Notice that the probabilities add up to 16, not 1. Given what we said above, this is OK. However, if it makes you feel better, you may divide the weights by 16.

**Your task**: Construct a \(9 \times 9\) Markov chain transition matrix that has the desired steady-state distribution. Do this under each of the following assumptions:

Start with any proposal transition matrix you like. Find the transition matrix.
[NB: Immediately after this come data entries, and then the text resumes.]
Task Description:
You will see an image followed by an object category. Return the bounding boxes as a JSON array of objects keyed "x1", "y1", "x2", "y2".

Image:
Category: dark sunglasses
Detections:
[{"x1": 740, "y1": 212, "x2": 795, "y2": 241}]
Then confirm you have a the right steady-state distribution in two ways:

- Using eignvectors/eigenvalues.
- Starting with an arbitrary initial distribution (e.g., \(S_1 = 1\), the rest 0), calculate the distribution after a large number of steps.

For each state in this Markov chain, it will be possible to move only to states that are adjacent horizontally or vertically. Build this assumption into your proposal transition matrix \(Q\), assuming that you can move to any adjacent state connected horizontally or vertically with equal probability. The probability of transition to any other state is \(0\).

For example, in the proposal transition matrix \(Q\):

- \(S_1\) can move to \(S_2\) or \(S_4\), each with probability \(1/2\).
- \(S_2\) can move to \(S_1\), \(S_3\), or \(S_5\), each with probability \(1/3\).
- \(S_5\) can move to \(S_2\), \(S_4\), \(S_6\), or \(S_8\), each with probability \(1/4\).

Does your transition matrix respect your assumption about the moves? Confirm that you have the steady-state correct distribution.

Now assume that for each state in this Markov chain, it will be possible to move only to states that are adjacent horizontally, vertically, or diagonally. Build this assumption into your transition matrix \(Q\), and find the steady-state distribution. Does your transition matrix respect your assumption about the moves? Confirm that you have the steady-state correct distribution.

Submit your solutions to #1, 2, and 3 to the Markov chain inverse assignment on Moodle. Make sure your work is clear, but it is not necessary to provide a lot of discussion about your answers. Also, please remove all of the content above the *Assignment* heading in this file; just submit the problem and your solution.